| | Laure's original post received the appreciation it deserved.
I found the exchange between Stephen Cathcart and Tibor Machan interesting. Prof. Machan dropped the discussion. Apparently, class was over; after all, he is not getting paid to tutor. Beyond that, though, I think that Cathcart's perspectives were valid, though I fail to see any basic disagreement.
That raises an issue for me that I am wrestling with while reading Leonard Peikoff's Understanding Objectivism. I will have more on that in a different topic. For now, though, as Objectivists, we implicitly insist that words have absolute meanings. So, when we speak to each other, if my words are not the same as yours, one of us must be wrong. Both could be; but we each know that we are right; therefore, the other person must be wrong. "Different but both right" is never an option.
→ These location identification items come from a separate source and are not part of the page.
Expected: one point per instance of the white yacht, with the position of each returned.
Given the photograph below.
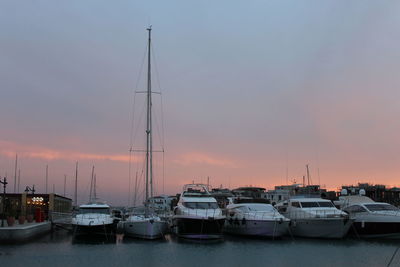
(197, 214)
(371, 219)
(93, 218)
(315, 217)
(147, 224)
(255, 219)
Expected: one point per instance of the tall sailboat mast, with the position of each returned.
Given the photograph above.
(149, 141)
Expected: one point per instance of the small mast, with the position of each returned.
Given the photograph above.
(149, 141)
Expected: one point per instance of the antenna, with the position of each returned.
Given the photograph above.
(94, 188)
(65, 183)
(76, 184)
(47, 176)
(19, 179)
(15, 173)
(91, 185)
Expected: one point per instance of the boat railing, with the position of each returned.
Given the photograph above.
(209, 213)
(315, 214)
(60, 217)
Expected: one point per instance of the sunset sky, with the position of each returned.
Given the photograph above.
(252, 91)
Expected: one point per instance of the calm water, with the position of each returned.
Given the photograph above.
(58, 249)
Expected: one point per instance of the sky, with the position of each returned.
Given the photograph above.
(251, 93)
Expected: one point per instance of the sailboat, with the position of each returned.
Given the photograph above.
(94, 217)
(147, 224)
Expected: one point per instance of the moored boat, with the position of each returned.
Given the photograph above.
(315, 218)
(255, 219)
(197, 214)
(371, 219)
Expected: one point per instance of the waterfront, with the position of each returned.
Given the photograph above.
(58, 249)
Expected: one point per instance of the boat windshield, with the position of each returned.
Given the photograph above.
(94, 210)
(326, 204)
(261, 208)
(322, 204)
(201, 205)
(379, 207)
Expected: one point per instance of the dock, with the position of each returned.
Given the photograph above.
(23, 232)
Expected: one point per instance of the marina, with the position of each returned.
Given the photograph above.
(58, 249)
(211, 133)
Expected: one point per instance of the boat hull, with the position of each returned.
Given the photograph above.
(320, 228)
(102, 229)
(146, 229)
(259, 228)
(376, 229)
(198, 228)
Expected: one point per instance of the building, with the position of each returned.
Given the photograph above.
(30, 204)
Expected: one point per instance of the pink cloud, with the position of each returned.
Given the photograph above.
(9, 149)
(195, 158)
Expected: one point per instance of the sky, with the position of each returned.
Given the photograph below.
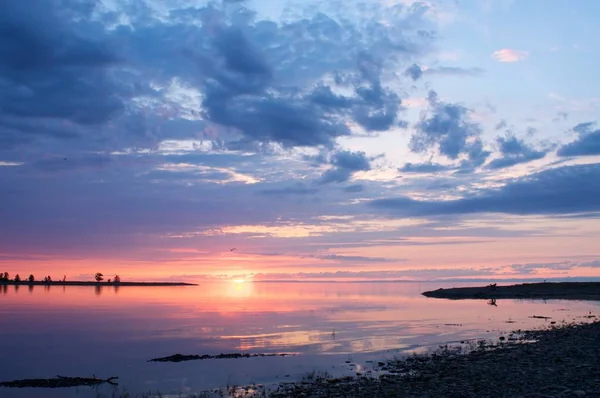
(354, 140)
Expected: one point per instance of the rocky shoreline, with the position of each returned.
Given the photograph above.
(544, 290)
(562, 361)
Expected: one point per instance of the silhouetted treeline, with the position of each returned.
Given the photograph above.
(99, 277)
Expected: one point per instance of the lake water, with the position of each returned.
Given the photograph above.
(82, 331)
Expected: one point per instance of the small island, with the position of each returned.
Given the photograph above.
(543, 290)
(98, 281)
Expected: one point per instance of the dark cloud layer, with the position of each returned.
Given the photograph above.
(53, 70)
(345, 163)
(514, 151)
(447, 128)
(563, 190)
(587, 144)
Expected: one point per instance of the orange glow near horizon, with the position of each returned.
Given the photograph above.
(183, 262)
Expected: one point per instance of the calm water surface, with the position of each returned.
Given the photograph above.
(81, 331)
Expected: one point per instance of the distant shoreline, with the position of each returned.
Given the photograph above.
(84, 283)
(543, 290)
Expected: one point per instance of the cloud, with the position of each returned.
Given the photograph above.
(293, 190)
(446, 127)
(424, 168)
(53, 72)
(345, 164)
(509, 55)
(453, 71)
(414, 72)
(353, 259)
(587, 144)
(514, 151)
(562, 190)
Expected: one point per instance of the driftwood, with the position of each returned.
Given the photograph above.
(181, 358)
(59, 382)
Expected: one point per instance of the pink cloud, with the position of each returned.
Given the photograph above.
(509, 55)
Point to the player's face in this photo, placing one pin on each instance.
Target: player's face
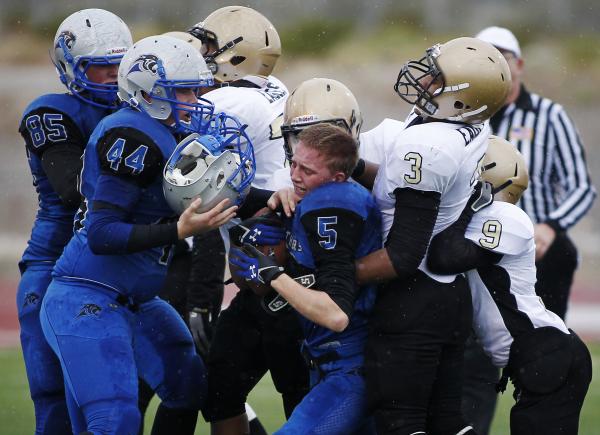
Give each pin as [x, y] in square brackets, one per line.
[309, 170]
[103, 74]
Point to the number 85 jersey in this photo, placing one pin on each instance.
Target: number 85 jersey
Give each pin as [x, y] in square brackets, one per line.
[121, 183]
[437, 156]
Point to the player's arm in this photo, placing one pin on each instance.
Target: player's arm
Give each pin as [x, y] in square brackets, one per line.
[130, 162]
[451, 252]
[58, 142]
[332, 238]
[414, 218]
[365, 173]
[254, 201]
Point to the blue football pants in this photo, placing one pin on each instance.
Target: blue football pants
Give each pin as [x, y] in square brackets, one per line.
[336, 405]
[103, 346]
[44, 374]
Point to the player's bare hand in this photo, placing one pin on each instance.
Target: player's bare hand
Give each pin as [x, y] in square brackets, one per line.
[285, 199]
[191, 223]
[544, 236]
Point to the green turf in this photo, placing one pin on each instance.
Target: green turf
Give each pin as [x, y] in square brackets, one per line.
[16, 410]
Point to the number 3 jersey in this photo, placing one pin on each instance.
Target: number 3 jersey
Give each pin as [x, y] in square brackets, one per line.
[443, 157]
[505, 304]
[333, 225]
[53, 120]
[122, 185]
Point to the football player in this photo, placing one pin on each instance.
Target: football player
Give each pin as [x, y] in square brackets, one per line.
[336, 222]
[101, 315]
[88, 47]
[421, 319]
[323, 100]
[548, 364]
[241, 47]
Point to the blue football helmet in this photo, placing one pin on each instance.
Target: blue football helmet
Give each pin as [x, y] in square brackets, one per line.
[214, 166]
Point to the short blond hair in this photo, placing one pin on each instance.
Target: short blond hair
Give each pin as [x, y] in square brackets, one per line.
[338, 147]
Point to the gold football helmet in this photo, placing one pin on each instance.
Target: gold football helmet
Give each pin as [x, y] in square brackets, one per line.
[315, 101]
[504, 167]
[465, 80]
[238, 41]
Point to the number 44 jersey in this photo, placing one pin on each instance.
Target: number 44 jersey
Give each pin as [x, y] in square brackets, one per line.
[436, 156]
[122, 180]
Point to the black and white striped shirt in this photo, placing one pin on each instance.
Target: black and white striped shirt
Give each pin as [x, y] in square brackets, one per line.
[560, 190]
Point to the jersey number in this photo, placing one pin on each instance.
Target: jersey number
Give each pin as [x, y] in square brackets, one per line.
[416, 161]
[326, 232]
[135, 160]
[48, 126]
[275, 128]
[492, 230]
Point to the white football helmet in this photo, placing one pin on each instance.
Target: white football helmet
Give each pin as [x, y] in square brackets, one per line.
[216, 166]
[87, 38]
[238, 41]
[316, 101]
[151, 72]
[465, 80]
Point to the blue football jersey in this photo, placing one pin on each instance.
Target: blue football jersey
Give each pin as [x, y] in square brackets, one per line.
[132, 147]
[50, 120]
[332, 226]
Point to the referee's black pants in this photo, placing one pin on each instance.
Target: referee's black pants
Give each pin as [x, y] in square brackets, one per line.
[414, 354]
[551, 381]
[555, 273]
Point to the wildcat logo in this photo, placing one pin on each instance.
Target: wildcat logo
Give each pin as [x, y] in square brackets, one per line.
[31, 299]
[147, 62]
[68, 38]
[89, 310]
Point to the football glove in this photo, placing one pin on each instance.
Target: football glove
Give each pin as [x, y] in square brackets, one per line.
[258, 231]
[253, 265]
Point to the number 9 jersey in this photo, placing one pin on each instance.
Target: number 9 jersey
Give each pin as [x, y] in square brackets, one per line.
[121, 183]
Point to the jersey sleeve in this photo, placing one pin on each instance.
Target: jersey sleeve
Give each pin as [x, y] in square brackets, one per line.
[504, 230]
[130, 154]
[45, 127]
[332, 236]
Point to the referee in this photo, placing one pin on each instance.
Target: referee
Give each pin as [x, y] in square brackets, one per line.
[559, 194]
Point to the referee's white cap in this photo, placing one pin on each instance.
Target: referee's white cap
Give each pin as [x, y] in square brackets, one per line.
[500, 38]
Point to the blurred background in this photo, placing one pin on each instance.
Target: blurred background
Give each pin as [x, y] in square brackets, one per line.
[361, 43]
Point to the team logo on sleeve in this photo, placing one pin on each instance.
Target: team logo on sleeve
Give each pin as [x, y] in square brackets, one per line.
[31, 299]
[89, 310]
[68, 38]
[147, 62]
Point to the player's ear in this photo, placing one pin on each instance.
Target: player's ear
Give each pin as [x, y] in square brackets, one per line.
[339, 177]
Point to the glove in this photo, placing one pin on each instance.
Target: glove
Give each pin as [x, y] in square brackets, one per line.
[482, 196]
[201, 325]
[258, 231]
[253, 265]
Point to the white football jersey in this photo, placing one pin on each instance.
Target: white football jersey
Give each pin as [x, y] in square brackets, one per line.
[261, 109]
[442, 157]
[504, 300]
[375, 142]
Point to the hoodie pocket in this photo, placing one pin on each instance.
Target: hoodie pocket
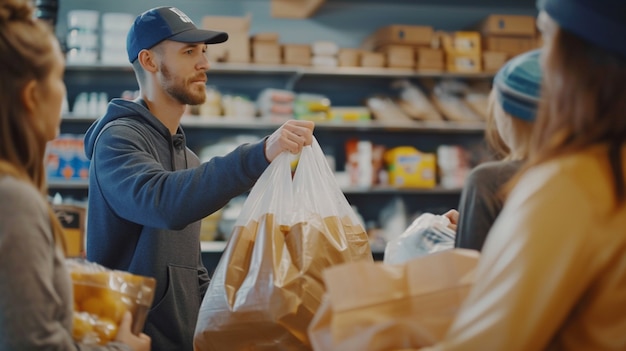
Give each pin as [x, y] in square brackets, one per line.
[173, 320]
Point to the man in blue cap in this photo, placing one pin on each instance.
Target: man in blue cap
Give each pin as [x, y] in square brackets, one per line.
[147, 191]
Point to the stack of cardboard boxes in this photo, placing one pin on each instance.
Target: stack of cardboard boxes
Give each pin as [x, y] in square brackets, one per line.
[505, 36]
[418, 47]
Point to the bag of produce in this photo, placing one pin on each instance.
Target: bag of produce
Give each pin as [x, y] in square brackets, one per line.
[102, 296]
[268, 283]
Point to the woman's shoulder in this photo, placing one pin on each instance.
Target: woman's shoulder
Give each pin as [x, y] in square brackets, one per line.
[498, 171]
[19, 195]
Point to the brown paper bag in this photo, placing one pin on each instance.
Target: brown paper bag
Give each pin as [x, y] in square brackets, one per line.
[374, 306]
[268, 284]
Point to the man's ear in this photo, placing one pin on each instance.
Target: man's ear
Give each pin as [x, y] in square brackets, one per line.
[147, 60]
[30, 96]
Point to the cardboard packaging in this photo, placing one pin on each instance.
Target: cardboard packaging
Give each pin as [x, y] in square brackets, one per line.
[266, 52]
[268, 283]
[349, 57]
[462, 43]
[297, 54]
[237, 48]
[430, 59]
[271, 37]
[372, 59]
[492, 61]
[510, 25]
[410, 168]
[295, 8]
[265, 48]
[510, 45]
[377, 306]
[464, 63]
[399, 56]
[399, 34]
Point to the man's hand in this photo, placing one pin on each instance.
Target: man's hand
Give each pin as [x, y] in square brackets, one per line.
[291, 136]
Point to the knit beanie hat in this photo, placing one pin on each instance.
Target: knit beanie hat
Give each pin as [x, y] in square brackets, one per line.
[600, 22]
[518, 85]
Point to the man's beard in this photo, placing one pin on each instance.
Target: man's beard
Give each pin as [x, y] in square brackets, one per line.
[180, 91]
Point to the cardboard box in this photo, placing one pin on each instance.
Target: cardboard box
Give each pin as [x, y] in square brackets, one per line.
[266, 52]
[237, 48]
[271, 37]
[462, 43]
[513, 25]
[464, 63]
[399, 56]
[295, 8]
[349, 57]
[297, 54]
[372, 59]
[430, 59]
[510, 45]
[492, 61]
[399, 34]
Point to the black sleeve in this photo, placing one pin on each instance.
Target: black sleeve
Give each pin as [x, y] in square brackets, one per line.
[479, 206]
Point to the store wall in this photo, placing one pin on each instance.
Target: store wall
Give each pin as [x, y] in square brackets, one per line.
[345, 22]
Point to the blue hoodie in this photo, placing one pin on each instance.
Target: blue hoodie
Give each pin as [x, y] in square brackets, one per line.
[147, 195]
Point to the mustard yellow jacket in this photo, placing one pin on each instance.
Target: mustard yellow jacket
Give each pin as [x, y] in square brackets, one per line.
[552, 275]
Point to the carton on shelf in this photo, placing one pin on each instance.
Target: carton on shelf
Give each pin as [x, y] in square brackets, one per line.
[462, 43]
[510, 45]
[266, 52]
[509, 25]
[271, 37]
[399, 34]
[294, 8]
[297, 54]
[492, 61]
[349, 57]
[398, 56]
[372, 59]
[237, 48]
[430, 59]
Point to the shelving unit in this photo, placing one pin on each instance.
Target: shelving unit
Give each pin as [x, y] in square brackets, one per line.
[359, 82]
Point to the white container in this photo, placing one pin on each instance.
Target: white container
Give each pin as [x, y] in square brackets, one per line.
[81, 39]
[83, 19]
[117, 22]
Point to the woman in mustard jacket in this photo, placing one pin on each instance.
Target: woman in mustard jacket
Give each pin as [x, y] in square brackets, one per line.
[552, 275]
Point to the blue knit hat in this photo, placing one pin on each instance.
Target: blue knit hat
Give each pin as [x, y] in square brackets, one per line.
[600, 22]
[166, 22]
[518, 85]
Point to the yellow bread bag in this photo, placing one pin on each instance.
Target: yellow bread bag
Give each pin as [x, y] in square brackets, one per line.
[102, 296]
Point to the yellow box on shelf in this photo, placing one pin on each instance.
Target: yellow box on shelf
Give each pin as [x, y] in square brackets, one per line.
[411, 168]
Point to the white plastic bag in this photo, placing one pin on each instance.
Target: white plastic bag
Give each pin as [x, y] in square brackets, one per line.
[268, 283]
[427, 234]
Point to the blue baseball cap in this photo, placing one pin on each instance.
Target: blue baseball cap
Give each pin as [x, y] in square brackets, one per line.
[518, 85]
[600, 22]
[166, 23]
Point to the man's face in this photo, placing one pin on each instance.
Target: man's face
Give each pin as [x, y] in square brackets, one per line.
[183, 71]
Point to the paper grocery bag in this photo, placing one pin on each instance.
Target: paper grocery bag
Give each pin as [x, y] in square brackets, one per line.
[268, 283]
[375, 306]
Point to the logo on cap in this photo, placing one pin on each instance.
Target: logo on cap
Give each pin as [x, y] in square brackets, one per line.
[181, 15]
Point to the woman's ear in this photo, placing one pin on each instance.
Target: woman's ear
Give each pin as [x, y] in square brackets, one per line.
[147, 60]
[30, 96]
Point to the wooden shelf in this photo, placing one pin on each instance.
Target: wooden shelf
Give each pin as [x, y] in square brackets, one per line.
[68, 184]
[259, 123]
[250, 68]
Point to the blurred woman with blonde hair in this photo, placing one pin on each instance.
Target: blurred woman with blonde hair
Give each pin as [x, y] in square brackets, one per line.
[35, 287]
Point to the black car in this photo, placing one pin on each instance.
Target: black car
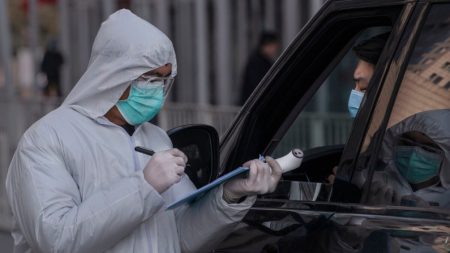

I believe that many of the resolveable discussions and arguments we have here come from not being inside someone else's head -- but wanting to be. Granting individual sovereignty to each other by walking away from a disagreement is a challenge.
Part of the problem is, as Laure pointed out a matter of definitions. And she used the phrase "sneak attack." While the world does have such people in it -- I tried watching political televiison on Sunday mornings, but it was unbearable -- most people really mean well.
Also, on that point, after 45 years with Objectivism, I understand that selfishness and capitalism are misunderstood and poorly defined in common culture, but "sacrifice" as we understand it is special to us and always needs clarification... if not argument.
In chess, sacrificing a piece to gain position is called a "gambit." As noted in the discussion, in common usage and dictionary definition, a sacrifice is made to gain a greater value. Objective considerations do shed a harsh light. The Semitic peoples had a practice of sacrificing their first borns to gain the favor of Yahweh or Ba'al or some other god or gods. Abraham would kill Isaac on Jehovah's command, and the practice continued from Ur to Tyre to Carthage. (It was the key reason Rome won. You cannot keep sacrificing your first-borns and maintain a compeititve advantage.) The objective truth - the absolute truth - is that there is no God (are no gods). At best, even if any celestial beings exist, they are not going to intervene in tribal affairs in return for the deaths of your best children. Thus, that paradigmatic sacrifice is a loss, always.
That all is a nice paragraph here. Getting it said in a social discussion would be unlikely. And it would not change the dictionary definition of sacrifice. ... or maybe in time, it could...
(Anyway, I gave the original post a sanction. Laure still swings by for a view.)